As I got closer to the beach, the people on the beach who were wading in water made as if to come out to us, so I shouted at them to stay there – not wanting anyone else needing to be pulled out. I also told people stay away from me until directed - not wanting them to grab the stern and pivoting the boat in the waves, or getting hit by it. Roly and Ross had also got close by this time, but there was nothing further they could add to the situation at this point, so I told them to stay away to, not wanting them to get caught by a wave and be in pushed onto Sion or myself.

At some point during all of this I’d notice the RNLI Barry Lifeboat had turned up, approaching from around Nell’s Point. I could see that they weren’t going to be able to assist with Sion, and that getting him onto the beach was still going to be the quickest option.

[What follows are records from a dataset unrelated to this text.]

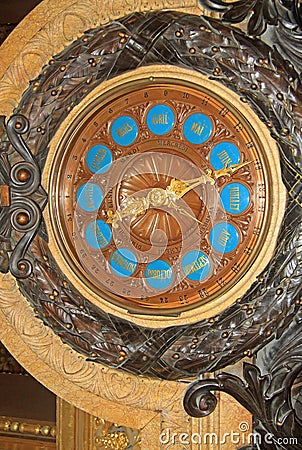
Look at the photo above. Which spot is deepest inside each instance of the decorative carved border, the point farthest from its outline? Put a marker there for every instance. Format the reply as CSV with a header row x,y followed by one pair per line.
x,y
223,54
283,127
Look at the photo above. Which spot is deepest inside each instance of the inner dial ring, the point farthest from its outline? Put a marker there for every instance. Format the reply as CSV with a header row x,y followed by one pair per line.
x,y
127,231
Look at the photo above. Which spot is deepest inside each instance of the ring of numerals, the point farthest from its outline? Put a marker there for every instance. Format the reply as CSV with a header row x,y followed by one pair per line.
x,y
162,195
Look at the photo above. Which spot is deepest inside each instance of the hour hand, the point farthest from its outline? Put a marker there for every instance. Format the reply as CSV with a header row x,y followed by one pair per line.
x,y
179,188
133,207
227,171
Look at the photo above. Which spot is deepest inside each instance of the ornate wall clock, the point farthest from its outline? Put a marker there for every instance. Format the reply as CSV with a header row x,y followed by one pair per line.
x,y
162,196
151,175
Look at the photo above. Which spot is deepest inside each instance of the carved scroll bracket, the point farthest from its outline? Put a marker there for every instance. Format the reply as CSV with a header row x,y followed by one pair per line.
x,y
24,201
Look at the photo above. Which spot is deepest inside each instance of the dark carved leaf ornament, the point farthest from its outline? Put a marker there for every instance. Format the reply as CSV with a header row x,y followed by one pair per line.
x,y
271,87
282,18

Once close enough, a couple of Sion’s group picked him up off me, and just keeping an eye to make sure that there were people able to take over fully I started to relax. Someone (I didn’t get his name) who seemed to be in charge of the group that Sion was in came over to shake my hand, he seemed to have slight PTS with some visible shaking as he explained that they had been training at the top of the beach and had finished their session, and some had then gone into the water to cool down. They’d all been told apparently to not go further out than knee depth, but obviously something had happened. I told him hopefully they would all have a healthy respect for the sea after this.

The lifeboat was fully on station as I paddled out, accompanied by Bristol pilot based in Barry. I went to speak to them to say that the casualty was out, to be told that they still thought that maybe someone else was in the water from the emergency call they’d received. I said that I didn’t think so from the responses I’d received, and by this point most people were walking back up the beach, but said I would go back in to check. As I did this apparently they had a call over the radio to say it was all clear, but I missed this, but it wasn’t a problem as I caught a nice wave in.

After all this, the paddling got a whole lot easier until back at Sully. The trip back round Nell’s Point and back to Sully consisted of a lot of surfing the following sea. I can find these legs more tiring than the original slog up into the wind – all the extra acceleration to catch that next wave means you never take it as easy as you plan. Similarly on the outward leg you are prepared for the long paddle against the elements.

Once back at Sully the waves got a little bigger as the tide had started pushing round the island and the causeway was still uncovered. I caught a nice surf though one of the outer reefs, and Ross and Roly looked like they’d had some fun further outside. As we rounded the island and paddled the 300m back to the get in, the wind came once again at our faces, and we were pretty glad that we didn’t have to paddle into that for any further than the bay.

Luckily, I’d somehow just about managed to compensate for the fact that I’d lost the teabags.

On a serious note, responding to the Mayday, I don't think I did anything here that anyone reading this wouldn't have tried to do. I've tried to put down my thought processes for the decisions I made, and hope it helps others if they encounter similar situations.